Ava stood apart from the crowd, just beyond the festival stalls, her light skirts bright against the deep green of the trees. She hadn’t come closer when he’d confronted Ferguson, nor when the little fiasco had ended, but he could see her watching.

She stood like a marble statue at the edge of it all, her spine rigid, hands fisted in her skirts. Even from this distance, he could see the tremor in her chin, the deliberate way she held herself still, as if sheer willpower could keep the whispers from reaching her.

And he could see her face. Not triumphant. Not grateful. But humiliated as he’d suspected she would be. As if his public defense had stripped her of the only armor she had left. And it was entirely his fault. If only he’d had the sense and self-control not to kiss her.

Her eyes met his across the distance. For a moment, he swore he saw every emotion on her face.

The sharp hurt of betrayal, the rawness of humiliation, the flash of anger she wore like a crown.

Ava did not run, not from whispers, not from men like Ferguson, not from him.

And yet she gathered her skirts and fled like the ground itself had burned her.

“Ava!” His voice cut through the hum of the festival, but she didn’t stop.

He followed her toward the line of waiting carriages, shoving past a startled couple in his way. But by the time he reached her, she had already climbed inside, the driver snapping the reins.

“Ava, wait!”

The wheels lurched forward, gravel spitting from under the hooves. And then she was gone.

Gavan didn’t move at first, frozen in the wake of her departure, listening to the hollow rattle of the wheels as they carried her away from him.

He’d wanted to shield her, to show her she wasn’t alone.

And instead, he’d dragged her into the center of a spectacle, for that she would never forgive him.

His boots felt rooted to the dirt, heavy as the shame pressed in on his ribs.

Something white on the ground caught his eye.

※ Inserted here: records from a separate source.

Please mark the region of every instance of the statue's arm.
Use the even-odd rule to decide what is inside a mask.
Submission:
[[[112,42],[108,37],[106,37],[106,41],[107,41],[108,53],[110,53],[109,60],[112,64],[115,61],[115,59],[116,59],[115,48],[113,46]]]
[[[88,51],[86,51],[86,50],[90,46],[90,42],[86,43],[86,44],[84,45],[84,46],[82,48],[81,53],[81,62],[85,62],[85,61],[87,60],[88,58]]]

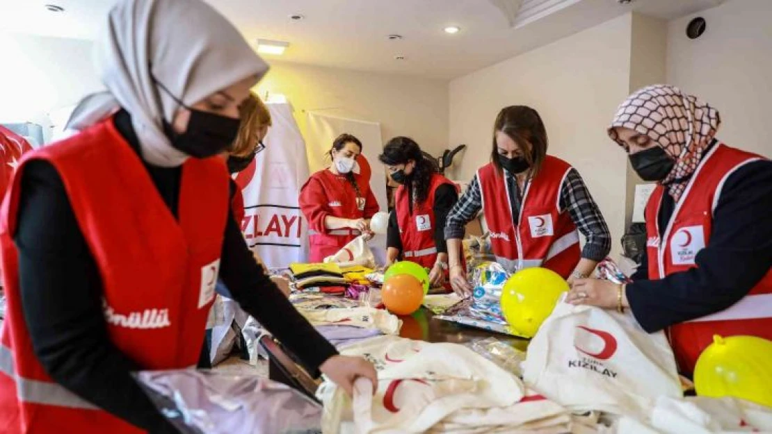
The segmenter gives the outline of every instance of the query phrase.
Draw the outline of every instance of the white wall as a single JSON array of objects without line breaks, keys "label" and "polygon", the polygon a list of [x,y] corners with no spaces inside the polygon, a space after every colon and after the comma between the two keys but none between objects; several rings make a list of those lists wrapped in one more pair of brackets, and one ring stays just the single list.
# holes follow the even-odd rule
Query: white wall
[{"label": "white wall", "polygon": [[[697,39],[686,35],[695,16],[707,22]],[[721,113],[718,137],[772,156],[772,2],[726,0],[668,27],[668,82]]]},{"label": "white wall", "polygon": [[102,89],[91,42],[0,32],[0,122],[48,122],[46,114]]},{"label": "white wall", "polygon": [[536,109],[549,153],[584,178],[614,237],[625,223],[626,156],[606,134],[628,94],[631,15],[628,14],[450,83],[449,141],[470,149],[457,179],[489,161],[496,113],[510,105]]},{"label": "white wall", "polygon": [[270,62],[257,89],[262,97],[266,91],[285,95],[303,133],[308,110],[379,122],[384,141],[408,136],[435,156],[448,147],[445,80]]}]

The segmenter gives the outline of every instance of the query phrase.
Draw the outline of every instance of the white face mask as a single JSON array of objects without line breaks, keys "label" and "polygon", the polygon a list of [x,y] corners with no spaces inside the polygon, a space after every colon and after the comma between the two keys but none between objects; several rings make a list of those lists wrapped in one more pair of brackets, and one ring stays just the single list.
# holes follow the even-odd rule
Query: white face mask
[{"label": "white face mask", "polygon": [[356,165],[357,160],[353,158],[339,156],[335,159],[335,169],[337,169],[340,173],[346,174],[350,173],[354,170],[354,167]]}]

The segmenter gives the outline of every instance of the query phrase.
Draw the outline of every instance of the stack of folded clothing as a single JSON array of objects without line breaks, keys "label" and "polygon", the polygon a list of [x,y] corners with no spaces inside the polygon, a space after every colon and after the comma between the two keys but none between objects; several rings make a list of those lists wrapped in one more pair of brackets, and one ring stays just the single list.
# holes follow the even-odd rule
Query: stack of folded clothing
[{"label": "stack of folded clothing", "polygon": [[319,288],[330,294],[346,291],[346,278],[337,264],[291,264],[290,271],[300,291]]}]

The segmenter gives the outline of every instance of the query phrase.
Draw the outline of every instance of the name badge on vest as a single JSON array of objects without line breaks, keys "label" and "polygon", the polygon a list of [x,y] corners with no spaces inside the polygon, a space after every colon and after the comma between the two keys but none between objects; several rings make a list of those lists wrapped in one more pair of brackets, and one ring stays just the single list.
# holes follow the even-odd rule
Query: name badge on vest
[{"label": "name badge on vest", "polygon": [[554,232],[552,229],[552,216],[544,214],[528,217],[528,225],[531,228],[531,237],[552,237]]},{"label": "name badge on vest", "polygon": [[429,218],[429,215],[415,216],[415,228],[418,229],[418,232],[431,230],[432,219]]},{"label": "name badge on vest", "polygon": [[217,285],[217,274],[219,271],[219,259],[201,267],[201,290],[198,292],[199,309],[215,299],[215,286]]},{"label": "name badge on vest", "polygon": [[679,229],[670,239],[670,256],[673,265],[693,265],[697,252],[705,248],[705,232],[702,226]]}]

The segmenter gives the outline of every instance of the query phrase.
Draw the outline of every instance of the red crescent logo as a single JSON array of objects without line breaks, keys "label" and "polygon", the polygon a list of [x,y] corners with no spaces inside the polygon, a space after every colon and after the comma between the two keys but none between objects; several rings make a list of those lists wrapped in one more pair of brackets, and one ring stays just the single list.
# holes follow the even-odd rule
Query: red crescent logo
[{"label": "red crescent logo", "polygon": [[682,229],[681,230],[679,230],[679,234],[685,234],[686,235],[686,242],[685,242],[682,244],[679,244],[679,246],[681,246],[682,247],[686,247],[686,246],[688,246],[688,245],[689,245],[689,244],[692,244],[692,233],[691,232],[689,232],[689,230],[686,230],[686,229]]},{"label": "red crescent logo", "polygon": [[209,267],[209,271],[212,271],[212,278],[209,279],[209,283],[206,284],[208,286],[215,284],[215,279],[217,278],[217,267],[212,265]]},{"label": "red crescent logo", "polygon": [[415,382],[417,383],[429,385],[429,383],[425,382],[424,380],[406,379],[392,381],[389,383],[388,387],[386,388],[386,393],[384,394],[384,408],[392,413],[399,412],[399,409],[394,405],[394,394],[397,392],[397,388],[399,387],[399,385],[402,384],[402,382],[405,381]]},{"label": "red crescent logo", "polygon": [[594,328],[590,328],[588,327],[584,327],[584,325],[577,325],[577,328],[581,328],[585,331],[589,331],[593,335],[598,336],[598,338],[603,339],[603,349],[597,353],[593,354],[591,352],[586,352],[581,348],[574,345],[574,347],[579,350],[580,352],[589,355],[590,357],[598,358],[600,360],[608,360],[614,355],[614,353],[617,352],[617,339],[611,333],[608,331],[603,331],[602,330],[595,330]]},{"label": "red crescent logo", "polygon": [[252,160],[252,163],[246,167],[246,169],[236,173],[236,179],[235,180],[239,188],[244,190],[252,182],[252,179],[255,177],[255,171],[257,170],[257,163],[255,161],[255,160]]}]

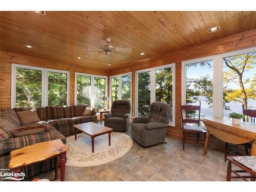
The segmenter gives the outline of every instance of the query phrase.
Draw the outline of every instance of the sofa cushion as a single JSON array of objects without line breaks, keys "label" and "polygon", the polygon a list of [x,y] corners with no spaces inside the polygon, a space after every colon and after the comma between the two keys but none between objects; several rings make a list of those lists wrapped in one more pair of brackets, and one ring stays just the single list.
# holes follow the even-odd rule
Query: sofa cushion
[{"label": "sofa cushion", "polygon": [[72,117],[72,119],[75,121],[75,124],[80,124],[87,123],[88,122],[94,122],[97,123],[98,120],[96,116],[78,116]]},{"label": "sofa cushion", "polygon": [[49,131],[49,130],[48,126],[38,125],[37,126],[28,126],[16,129],[11,131],[11,133],[14,137],[18,137],[45,133],[47,131]]},{"label": "sofa cushion", "polygon": [[8,109],[0,112],[0,141],[12,137],[10,132],[20,125],[19,120],[14,111]]},{"label": "sofa cushion", "polygon": [[70,112],[70,116],[73,117],[82,116],[82,112],[83,112],[84,109],[88,106],[87,104],[69,106],[69,109]]},{"label": "sofa cushion", "polygon": [[134,131],[139,135],[142,135],[142,131],[144,129],[144,123],[133,123],[132,124],[132,130]]},{"label": "sofa cushion", "polygon": [[82,113],[83,116],[90,116],[92,115],[94,111],[94,109],[90,109],[90,108],[86,108]]},{"label": "sofa cushion", "polygon": [[40,119],[35,110],[17,111],[16,113],[22,124],[26,124],[40,121]]},{"label": "sofa cushion", "polygon": [[51,132],[38,133],[26,136],[9,138],[4,141],[4,149],[15,149],[31,145],[41,142],[53,140],[53,135]]},{"label": "sofa cushion", "polygon": [[75,123],[75,120],[70,118],[49,119],[48,123],[52,125],[54,128],[66,127],[73,125]]},{"label": "sofa cushion", "polygon": [[105,119],[105,123],[123,124],[123,118],[122,117],[110,117]]},{"label": "sofa cushion", "polygon": [[48,122],[46,121],[40,121],[36,123],[31,123],[29,125],[24,125],[23,126],[22,126],[21,127],[24,127],[25,126],[28,126],[28,125],[31,125],[31,126],[37,126],[38,125],[47,125],[48,128],[50,130],[50,131],[52,133],[53,136],[53,139],[61,139],[61,141],[64,143],[66,143],[66,137],[61,134],[59,132],[57,131],[53,126],[52,126],[51,124],[48,123]]},{"label": "sofa cushion", "polygon": [[70,117],[69,108],[62,106],[46,106],[47,119],[55,119]]},{"label": "sofa cushion", "polygon": [[16,113],[19,111],[31,111],[35,110],[36,113],[41,121],[46,120],[47,119],[47,113],[46,108],[13,108]]}]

He stooped to pick it up, her handkerchief, the fabric still damp, delicate lace edges clinging to his fingers.

Gavan’s chest tightened as he closed his fist around the discarded lace. He’d defended her in front of everyone. He’d wanted to protect her. And all he’d managed to do was hurt her.

As the carriage wheels rattled away, he held her handkerchief damp in his palm. The idea that he’d made her cry cut sharper than any slap could have.